The Rescue sector transferred care to the Medical sector once the victim was extricated from the pile. The victim was immediately flown to the University of Chicago Level 1 Trauma Center for treatment. The incident and scene were secured and struck out after four hours. The entire rescue was covered on live news across the city.
After many surgeries and months of rehabilitation, the victim was reunited with his rescuers at the quarters of Squad Company 1 for a morning brunch. The gentleman walked in under his own power, hugged each member of the team, and sat for several hours reliving that day.
This incident was impactful for all the right reasons but especially because it was a rescue, not a recovery. It was truly a “we” effort, and the rescuers executed the operation flawlessly. The biggest takeaway from the response was the value of training on large-scale technical rescue incidents. The companies responding to the water reclamation plant were successful because they had prepared. They continued their technical rescue training beyond operations-level education—most importantly, they prepared in an environment that simulated real-world rescues.

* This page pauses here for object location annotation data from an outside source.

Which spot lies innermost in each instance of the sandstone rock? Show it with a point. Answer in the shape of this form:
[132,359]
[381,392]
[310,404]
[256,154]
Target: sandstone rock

The following are lessons learned from this incident:
- Training must simulate real-world rescues based on case studies.
- Specialized crews across the city and region must train together continually.
- Continuing education must be provided for all disciplines.

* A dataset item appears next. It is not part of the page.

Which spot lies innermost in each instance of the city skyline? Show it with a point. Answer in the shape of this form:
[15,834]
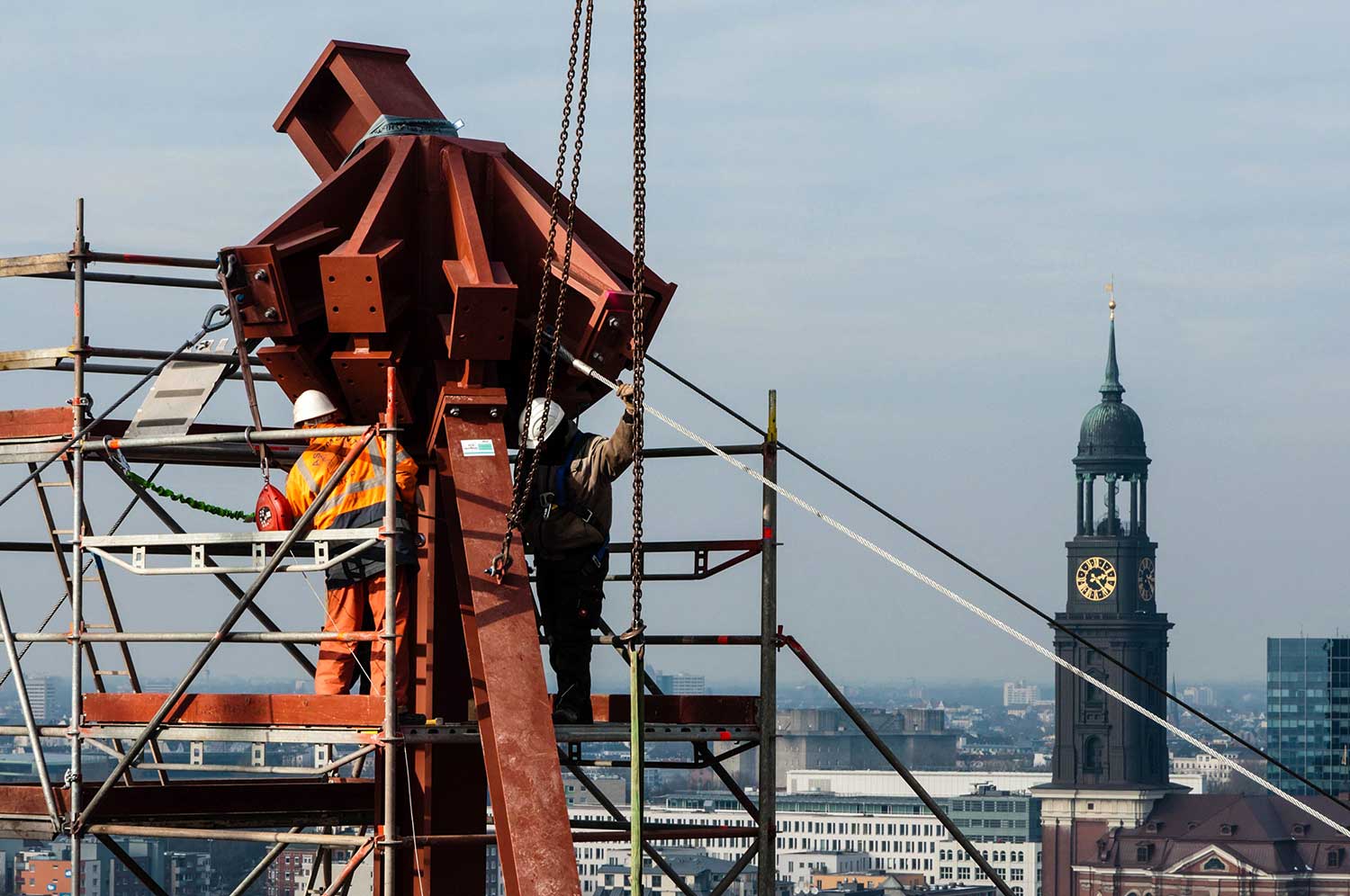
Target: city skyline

- New tools and techniques must be introduced and tested.
- On-site subject matter experts should be consulted (Trades).
- Rescue must be coordinated with the Medical sector.
- All rescue members, including Command, must be trained to the level of the incident.
- A team approach with deliberate discussion is the key to success.
- It is important to recognize the severity of the response early and to upgrade the alarm to support all positions. It took 100 rescuers to support one victim. Early resource recognition is critical for successful rescues, especially those that involve multiple trapped victims.
- Teaching newer members is a great way to stay in touch with the ever-changing disciplines.
These lessons all come back to one key point: You cannot overlook the value of shared, common training for members who respond to large-scale incidents and departments that support mutual aid. Operational objectives need to be discussed and trained on for successful rescues.
TIMOTHY WALSH retired as chief of special operations from the Chicago (IL) Fire Department after 33 years of service. He has been a field staff instructor with the University of Illinois Fire Service Institute for the past 17 years, specializing in building collapse, rapid intervention team under fire, and command and company officer fireground command school. He has a master’s degree in fire and emergency management from Oklahoma State University and multiple certifications in rescue from the Illinois State Fire Marshal’s Office.